Moved by the sun and moon

By Irv Williams

Maine was in the national spotlight on April 8 when the total eclipse of the sun occurred in a swath measuring 115 miles wide swept through the state from border to border. Thousands of out-of-staters and uncounted numbers of Mainers flocked to places within the path of totality to witness the few minutes of darkness that the eclipse brought on a sunny and clear and mild day. Others observed the eclipse from parts of the state that didn’t go completely dark, but had plenty of excitement around seeing the sun partially eclipsed by the moon.

There are few, if any, natural events that can capture the national imagination and consciousness like an eclipse. For a nation that seems obsessed with screens, media and celebrity, this day was like the Super Bowl of mother nature. One day in which we grant an amazing amount of attention, if but fleetingly, to an event that links us to 10,000 generations of humans that have come before us.

To stand in a field in Aroostook County or by the side of a lake in Rangeley and feel the same power and awe of this occurrence that has affected both humans and animals since the dawn of time is at once chilling and exhilarating. A celestial event that has spiritual meaning for many, the eclipse captures the imagination in ways that can’t be duplicated.

Some feel that the event marks a new year, a time for new beginnings. If so, we as Mainers and citizens of the world would do well to sit up and pay attention. There is way too much pain and suffering across the world in the form of wars, famine and disease. One might argue that these afflictions are always present, being a part of the human condition. But to accept that is to admit that we are powerless to effect change in ourselves and in our world.

Each and every day, Mainers have the opportunity to make changes, both small and large that affect the future of our state, our country and world.

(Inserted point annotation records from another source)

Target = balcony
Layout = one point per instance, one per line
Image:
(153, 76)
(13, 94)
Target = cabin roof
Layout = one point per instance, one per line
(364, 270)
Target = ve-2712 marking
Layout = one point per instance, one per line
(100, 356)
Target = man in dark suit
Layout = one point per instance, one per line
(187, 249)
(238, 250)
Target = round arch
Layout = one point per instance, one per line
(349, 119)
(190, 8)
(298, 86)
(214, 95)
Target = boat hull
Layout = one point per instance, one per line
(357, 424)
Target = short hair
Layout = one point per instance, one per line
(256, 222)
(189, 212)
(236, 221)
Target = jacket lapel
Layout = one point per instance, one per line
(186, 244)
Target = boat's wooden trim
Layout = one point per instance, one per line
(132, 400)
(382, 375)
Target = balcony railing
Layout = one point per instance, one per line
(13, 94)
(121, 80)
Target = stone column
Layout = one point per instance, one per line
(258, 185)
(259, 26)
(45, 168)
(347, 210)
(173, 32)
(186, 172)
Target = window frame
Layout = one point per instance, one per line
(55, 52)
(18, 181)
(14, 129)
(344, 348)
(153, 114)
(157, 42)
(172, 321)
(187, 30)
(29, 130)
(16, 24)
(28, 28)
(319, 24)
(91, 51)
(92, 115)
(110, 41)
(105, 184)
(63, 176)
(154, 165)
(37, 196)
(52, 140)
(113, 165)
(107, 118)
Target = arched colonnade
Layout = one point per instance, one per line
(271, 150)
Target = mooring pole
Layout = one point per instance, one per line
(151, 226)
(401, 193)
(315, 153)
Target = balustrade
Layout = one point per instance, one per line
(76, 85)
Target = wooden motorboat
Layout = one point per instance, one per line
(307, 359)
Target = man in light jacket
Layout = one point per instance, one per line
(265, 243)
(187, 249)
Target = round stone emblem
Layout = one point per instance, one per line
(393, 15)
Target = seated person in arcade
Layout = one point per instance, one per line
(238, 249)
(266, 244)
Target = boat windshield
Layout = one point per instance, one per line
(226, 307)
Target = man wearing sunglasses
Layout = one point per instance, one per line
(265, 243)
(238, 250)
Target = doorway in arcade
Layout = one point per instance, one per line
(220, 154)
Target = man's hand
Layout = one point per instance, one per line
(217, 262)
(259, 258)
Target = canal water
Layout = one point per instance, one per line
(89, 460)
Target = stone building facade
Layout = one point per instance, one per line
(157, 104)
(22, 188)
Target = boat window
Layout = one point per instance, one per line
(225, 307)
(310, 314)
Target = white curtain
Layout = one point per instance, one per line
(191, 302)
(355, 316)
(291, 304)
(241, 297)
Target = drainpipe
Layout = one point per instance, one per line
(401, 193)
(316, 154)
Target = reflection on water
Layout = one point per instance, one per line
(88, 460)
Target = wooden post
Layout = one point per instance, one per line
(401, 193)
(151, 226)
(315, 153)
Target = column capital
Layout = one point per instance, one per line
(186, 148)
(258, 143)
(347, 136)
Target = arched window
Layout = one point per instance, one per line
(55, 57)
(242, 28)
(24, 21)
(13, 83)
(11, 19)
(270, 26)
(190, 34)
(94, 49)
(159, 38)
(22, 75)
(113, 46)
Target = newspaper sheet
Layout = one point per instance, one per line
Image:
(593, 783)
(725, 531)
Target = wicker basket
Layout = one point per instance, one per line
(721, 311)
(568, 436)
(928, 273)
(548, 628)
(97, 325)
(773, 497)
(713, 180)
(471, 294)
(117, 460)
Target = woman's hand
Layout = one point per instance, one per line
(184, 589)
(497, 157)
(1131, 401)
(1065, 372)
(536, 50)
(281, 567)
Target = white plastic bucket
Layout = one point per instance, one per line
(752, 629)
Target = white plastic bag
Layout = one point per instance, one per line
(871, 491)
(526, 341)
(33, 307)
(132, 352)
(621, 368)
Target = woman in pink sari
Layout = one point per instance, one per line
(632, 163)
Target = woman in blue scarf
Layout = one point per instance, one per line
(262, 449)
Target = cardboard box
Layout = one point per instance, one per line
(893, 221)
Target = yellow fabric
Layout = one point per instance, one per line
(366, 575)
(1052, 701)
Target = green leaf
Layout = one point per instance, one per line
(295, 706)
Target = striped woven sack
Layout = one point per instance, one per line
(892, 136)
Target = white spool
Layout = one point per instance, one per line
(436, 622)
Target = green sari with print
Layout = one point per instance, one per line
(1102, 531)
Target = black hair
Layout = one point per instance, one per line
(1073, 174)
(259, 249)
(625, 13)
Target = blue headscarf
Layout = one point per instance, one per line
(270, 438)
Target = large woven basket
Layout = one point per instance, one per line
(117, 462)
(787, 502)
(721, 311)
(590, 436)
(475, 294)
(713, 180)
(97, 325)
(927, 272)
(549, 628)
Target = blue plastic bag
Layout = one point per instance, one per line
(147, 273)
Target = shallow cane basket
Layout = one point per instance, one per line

The purchases we make both in type and quantity can affect everything from global warming to economic inequality. The ways in which we get around the state in cars, trucks, buses and trains. And, most importantly of all, the manner in which we engage in civic life by choosing to vote and support candidates who are clearly in favor of maintaining democracy over authoritarian rule. The candidates who support equal rights for all and economic security and justice in a turbulent world.

November 2024 in Maine and all across the country will be a pivotal point for our society in choosing who will lead us into the future, both locally and globally. Like viewing the eclipse, we all need to take time to look up from our digital devices and witness a phenomenon that links us to one another in ways that are enduring and unique. The sun and the moon had the power to unite us for a few moments in April on a clear blue sky Maine day. The choices we make in November are equally clear.

The time has come to have serious conversations with our neighbors about what unites us, not what divides. Conversations about what we have in common, bonds that transcend race, sexual identity, ability, or any other trait that politicians use to manipulate us through fear and hate. The time has come to ensure that everyone is registered to vote and turns out on Election Day to vote. Again, the choices we make in November are clear. Maine was the last state in the country to see the eclipse, we can be the first state in the country to say on election night that we stand for everyone in our state, country and world, no matter what.

Williams is a retired educator living on Peaks Island. For more than 30 years he held positions in state government, universities, colleges and local school districts as an educator and child advocate.